При всей моей «большой» любви к Визбору и этой области музыкально-поэтического искусства в целом, мимо исполнителя я пройти не мог, а остановился и стал поближе.

Мужик пел воодушевлено, монотонно и очень по-домашнему. Даже не пел, а выводил скорее. Мне было хорошо, сладко-горькая ностальгия почему-то вдруг стала давить на глазные яблоки, и я отчаянно заморгал, пытаясь взбодрить то, что невозможно взбодрить, но можно заткнуть куда-то глубоко в душу.

Где-то в районе «…вот и закончилось все – расставаться пора…» из близлежащего кондитерского магазина выскочил кругленький итальянчик в белом фартуке, глядя на которого, мое творческое нутро потянуло в режиссуру – захотелось экранизировать «Незнайку на Луне». Выставив вперед свои маленькие, сильно расширяющиеся на конус ручки, сразу напомнившие мне коровьи рульки с плакатов моего далекого детства, висевших на стенах мясных отделов в гастрономах, итальяха принялся быстро и высоко верещать:

– Нечего здесь петь на твоем языке! Это не Россия! Ты не в Сибири! Давай по-итальянски, это итальянское место! Слышишь? Понял? – он брызгал слюной и крутил в воздухе своими ручками-рульками, этакий, помноженный на минус единицу, Карлсон без пропеллера.

Горе-певец, как я понял, почти что не говорил по-английски.
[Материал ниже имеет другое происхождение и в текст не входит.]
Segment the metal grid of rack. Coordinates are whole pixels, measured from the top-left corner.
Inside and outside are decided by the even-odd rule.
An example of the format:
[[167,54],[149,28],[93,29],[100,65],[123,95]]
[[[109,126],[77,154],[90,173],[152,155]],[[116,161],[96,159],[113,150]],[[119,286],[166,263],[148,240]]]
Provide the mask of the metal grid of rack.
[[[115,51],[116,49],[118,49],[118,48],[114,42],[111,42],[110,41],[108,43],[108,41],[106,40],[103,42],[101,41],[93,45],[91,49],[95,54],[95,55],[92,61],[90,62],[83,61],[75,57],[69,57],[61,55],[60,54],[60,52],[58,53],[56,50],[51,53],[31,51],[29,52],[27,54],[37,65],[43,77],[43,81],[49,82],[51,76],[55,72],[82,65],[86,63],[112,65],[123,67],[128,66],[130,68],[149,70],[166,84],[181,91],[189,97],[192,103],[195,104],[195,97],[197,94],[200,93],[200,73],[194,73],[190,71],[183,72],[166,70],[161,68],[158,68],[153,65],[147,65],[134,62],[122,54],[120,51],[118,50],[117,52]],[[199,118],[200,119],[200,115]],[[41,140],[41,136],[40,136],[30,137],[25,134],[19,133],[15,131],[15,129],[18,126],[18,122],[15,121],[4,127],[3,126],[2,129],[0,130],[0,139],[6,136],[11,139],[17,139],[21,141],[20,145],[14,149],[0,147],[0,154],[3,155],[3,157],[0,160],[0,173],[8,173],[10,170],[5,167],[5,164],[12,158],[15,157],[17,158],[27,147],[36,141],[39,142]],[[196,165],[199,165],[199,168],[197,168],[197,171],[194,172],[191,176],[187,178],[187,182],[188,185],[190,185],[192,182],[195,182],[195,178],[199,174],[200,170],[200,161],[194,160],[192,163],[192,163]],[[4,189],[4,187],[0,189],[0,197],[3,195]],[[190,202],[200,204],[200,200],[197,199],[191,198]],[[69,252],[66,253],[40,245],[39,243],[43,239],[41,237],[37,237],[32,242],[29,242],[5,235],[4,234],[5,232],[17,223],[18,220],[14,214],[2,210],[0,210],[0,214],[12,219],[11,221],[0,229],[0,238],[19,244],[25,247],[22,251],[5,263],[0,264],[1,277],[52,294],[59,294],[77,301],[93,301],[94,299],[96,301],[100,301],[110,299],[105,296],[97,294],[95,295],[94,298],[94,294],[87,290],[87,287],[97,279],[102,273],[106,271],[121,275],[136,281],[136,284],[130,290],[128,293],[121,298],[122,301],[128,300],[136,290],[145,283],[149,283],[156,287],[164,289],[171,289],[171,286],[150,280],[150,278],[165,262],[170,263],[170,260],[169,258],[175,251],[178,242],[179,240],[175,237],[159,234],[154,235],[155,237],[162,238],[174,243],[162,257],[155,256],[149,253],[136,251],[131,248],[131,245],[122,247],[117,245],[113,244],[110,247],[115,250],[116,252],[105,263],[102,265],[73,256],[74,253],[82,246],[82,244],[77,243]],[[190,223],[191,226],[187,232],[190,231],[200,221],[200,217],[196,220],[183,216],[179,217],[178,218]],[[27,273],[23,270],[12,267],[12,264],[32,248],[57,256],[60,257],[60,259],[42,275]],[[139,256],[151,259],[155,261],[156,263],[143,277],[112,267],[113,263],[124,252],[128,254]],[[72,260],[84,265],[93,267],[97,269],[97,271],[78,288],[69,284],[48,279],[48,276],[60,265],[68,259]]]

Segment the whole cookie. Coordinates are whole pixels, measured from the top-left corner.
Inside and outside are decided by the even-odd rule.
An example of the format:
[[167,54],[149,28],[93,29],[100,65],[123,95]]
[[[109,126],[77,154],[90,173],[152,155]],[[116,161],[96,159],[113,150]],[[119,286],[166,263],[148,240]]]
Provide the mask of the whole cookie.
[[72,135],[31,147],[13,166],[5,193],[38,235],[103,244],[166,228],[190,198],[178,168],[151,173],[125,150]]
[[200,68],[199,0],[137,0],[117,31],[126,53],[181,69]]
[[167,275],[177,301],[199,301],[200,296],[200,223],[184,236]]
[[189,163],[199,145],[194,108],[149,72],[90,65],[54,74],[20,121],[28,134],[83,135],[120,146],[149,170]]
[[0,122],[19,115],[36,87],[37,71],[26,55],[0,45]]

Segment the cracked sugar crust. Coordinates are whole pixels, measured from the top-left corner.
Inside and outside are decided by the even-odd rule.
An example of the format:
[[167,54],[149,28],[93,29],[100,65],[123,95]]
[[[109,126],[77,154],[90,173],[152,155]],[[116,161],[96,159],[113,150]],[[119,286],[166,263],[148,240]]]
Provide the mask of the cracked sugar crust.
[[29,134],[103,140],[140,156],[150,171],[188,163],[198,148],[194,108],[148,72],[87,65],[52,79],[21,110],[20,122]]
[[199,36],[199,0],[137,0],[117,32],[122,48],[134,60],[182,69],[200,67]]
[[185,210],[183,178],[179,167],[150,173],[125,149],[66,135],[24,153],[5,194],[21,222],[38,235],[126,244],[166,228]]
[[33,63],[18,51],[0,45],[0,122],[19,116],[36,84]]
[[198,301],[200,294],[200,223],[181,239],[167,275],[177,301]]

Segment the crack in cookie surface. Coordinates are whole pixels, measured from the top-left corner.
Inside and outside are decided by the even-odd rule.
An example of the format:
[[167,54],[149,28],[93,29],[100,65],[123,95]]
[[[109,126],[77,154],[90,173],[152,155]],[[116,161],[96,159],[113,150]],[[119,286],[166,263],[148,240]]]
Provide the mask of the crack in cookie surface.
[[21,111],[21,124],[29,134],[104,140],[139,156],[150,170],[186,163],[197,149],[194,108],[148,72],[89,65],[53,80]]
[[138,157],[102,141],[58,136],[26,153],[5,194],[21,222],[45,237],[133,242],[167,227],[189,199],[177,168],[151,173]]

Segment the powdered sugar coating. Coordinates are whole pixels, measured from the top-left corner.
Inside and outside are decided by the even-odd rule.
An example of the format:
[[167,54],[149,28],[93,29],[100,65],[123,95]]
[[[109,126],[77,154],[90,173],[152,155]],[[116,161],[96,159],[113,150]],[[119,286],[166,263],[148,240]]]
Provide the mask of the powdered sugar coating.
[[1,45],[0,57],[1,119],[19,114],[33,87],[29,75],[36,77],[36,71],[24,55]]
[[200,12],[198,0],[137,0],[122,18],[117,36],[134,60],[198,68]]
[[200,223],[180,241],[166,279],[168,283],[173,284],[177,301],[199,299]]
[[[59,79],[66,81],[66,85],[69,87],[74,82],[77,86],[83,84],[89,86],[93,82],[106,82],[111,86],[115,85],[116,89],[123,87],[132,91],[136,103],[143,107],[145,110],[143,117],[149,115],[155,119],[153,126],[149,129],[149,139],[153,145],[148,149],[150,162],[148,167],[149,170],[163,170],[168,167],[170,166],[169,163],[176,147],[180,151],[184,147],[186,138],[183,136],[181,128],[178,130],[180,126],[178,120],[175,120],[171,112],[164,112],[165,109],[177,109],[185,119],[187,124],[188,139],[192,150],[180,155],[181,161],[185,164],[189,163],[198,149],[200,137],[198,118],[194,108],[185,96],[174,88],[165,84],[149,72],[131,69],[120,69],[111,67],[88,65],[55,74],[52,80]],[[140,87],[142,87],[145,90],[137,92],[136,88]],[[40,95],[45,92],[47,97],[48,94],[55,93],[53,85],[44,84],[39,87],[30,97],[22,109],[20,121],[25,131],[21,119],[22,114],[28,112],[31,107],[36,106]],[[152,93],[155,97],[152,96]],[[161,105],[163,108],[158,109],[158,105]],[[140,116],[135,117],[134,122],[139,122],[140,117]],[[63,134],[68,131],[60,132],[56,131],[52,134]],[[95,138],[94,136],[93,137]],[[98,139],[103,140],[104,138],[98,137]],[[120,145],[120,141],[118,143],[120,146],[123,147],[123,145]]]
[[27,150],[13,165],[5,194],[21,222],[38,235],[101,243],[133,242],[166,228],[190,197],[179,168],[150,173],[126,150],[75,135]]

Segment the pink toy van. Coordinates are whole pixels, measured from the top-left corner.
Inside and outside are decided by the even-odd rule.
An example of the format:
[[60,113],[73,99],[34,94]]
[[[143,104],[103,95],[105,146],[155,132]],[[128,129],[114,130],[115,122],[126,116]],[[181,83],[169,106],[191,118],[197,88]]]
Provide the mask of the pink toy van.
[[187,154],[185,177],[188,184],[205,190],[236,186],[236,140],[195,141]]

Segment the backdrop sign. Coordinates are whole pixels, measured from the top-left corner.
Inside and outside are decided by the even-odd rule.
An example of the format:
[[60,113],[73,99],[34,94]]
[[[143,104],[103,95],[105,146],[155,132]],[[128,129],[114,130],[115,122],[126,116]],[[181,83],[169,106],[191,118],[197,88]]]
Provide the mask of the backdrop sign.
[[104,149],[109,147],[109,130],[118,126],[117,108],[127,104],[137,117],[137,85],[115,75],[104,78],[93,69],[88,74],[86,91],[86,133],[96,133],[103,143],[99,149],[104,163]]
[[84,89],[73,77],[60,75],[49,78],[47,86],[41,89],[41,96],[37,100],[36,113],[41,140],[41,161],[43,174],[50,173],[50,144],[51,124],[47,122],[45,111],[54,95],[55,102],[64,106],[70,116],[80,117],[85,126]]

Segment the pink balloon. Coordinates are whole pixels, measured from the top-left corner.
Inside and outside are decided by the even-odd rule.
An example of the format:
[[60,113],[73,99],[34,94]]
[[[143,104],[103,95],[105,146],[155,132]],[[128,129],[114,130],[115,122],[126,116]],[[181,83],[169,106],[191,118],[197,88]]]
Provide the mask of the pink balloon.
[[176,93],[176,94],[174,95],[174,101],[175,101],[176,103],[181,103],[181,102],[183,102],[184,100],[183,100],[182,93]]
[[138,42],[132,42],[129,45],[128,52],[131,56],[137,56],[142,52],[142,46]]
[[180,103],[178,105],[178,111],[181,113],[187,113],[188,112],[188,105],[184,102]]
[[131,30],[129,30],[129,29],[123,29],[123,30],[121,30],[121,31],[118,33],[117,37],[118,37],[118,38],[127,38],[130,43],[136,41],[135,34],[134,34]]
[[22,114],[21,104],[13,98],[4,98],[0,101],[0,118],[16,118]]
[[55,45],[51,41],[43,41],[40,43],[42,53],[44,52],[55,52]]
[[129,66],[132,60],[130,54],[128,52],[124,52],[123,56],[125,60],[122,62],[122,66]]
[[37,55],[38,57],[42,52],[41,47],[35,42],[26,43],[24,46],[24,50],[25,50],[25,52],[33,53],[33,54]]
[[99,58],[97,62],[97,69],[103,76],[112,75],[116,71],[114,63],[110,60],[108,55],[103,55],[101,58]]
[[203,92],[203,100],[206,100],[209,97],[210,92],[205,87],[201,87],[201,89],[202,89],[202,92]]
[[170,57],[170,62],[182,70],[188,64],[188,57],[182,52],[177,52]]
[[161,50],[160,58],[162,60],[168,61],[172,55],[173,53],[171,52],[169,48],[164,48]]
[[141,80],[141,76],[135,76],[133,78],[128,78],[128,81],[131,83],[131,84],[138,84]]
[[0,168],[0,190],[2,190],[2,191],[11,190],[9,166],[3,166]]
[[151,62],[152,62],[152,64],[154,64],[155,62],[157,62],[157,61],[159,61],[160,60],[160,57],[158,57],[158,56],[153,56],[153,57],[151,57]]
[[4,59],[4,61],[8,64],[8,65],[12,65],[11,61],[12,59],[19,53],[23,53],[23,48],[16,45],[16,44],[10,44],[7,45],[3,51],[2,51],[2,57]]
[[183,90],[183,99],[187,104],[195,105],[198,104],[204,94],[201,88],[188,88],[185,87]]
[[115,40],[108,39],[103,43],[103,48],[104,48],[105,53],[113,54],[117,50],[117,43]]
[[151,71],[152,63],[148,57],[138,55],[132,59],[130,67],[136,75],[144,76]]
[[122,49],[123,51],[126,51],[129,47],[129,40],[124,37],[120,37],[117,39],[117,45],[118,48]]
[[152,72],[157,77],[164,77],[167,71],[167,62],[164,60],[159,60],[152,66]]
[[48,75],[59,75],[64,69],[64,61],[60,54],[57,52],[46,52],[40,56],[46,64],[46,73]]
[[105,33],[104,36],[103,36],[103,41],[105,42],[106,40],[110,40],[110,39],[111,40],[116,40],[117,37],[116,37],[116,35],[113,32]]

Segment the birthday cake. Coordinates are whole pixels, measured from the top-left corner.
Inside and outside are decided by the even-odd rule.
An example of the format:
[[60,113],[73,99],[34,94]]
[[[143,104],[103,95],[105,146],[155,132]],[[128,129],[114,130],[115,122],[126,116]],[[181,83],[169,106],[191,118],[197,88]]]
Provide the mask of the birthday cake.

Бормоча «Ок, ок» и выставляя вперед тыльной стороной свои крупные, никчемные ладони, он молча снял с правого плеча гитару и стал скучно и неторопливо собирать свой музыкальный скарб. Деловой кондитер скрылся за витриной с разноцветными пирожными, ассоциирующейся у меня с весенним Монмартром из черно-белых кинофильмов, снятых в духе псевдосоцреализма.

Я подошел ближе:

– Чего ты его боишься? Что он может тебе сделать?

– Да ну его. Еще гитару сломает...

– Кто?! Этот мудак?

– Я почем знаю – кто? Или вызовет полицию – у меня, понимаешь, разрешения нет.

– Ну, и что? Ну. вызовет! Думаешь, ты им сильно нужен? Просто сгонят – и все. Давай, пой, денег много накидали?

– Долларов пятнадцать.

– …Ну вот, видишь. Давай! Пошел он...

Парень сновал надел гитару и затянул занудную песню про вышку – имелось в виду сооружение, а не мера наказания.

На втором припеве уже знакомой нам специалист по сладкому выскочил вновь и принялся истошно визжать:

– Я сказал – убирайся отсюда к чертовой матери! Сейчас же! Давай! Вали!

– Послушай, – вежливо вмешался я. – Могу я с тобой поговорить? По-жа-луй-ста?

Я тянул это английское «please» до невозможности долго, выражая тем самым всю мою степень уважения. Это, видимо, в сочетании с моим чистым, почти без акцента, английским, заставило уважаемого человека обратить внимание на мою скромную персону. Помедлив с минуту, в течение которой он оценивающе разглядывал меня, кондитер-таки снизошел до того, чтобы выдавить из себя «Yep», что, насколько я чувствую людей, было проявлением крайнего великодушия.

– Вы думаете – я русский?

– Нет.

– Вы ошибаетесь – я русский. И хочу вас о чем-то спросить – он, – я указал рукой в сторону парня, – вам почему-то мешает?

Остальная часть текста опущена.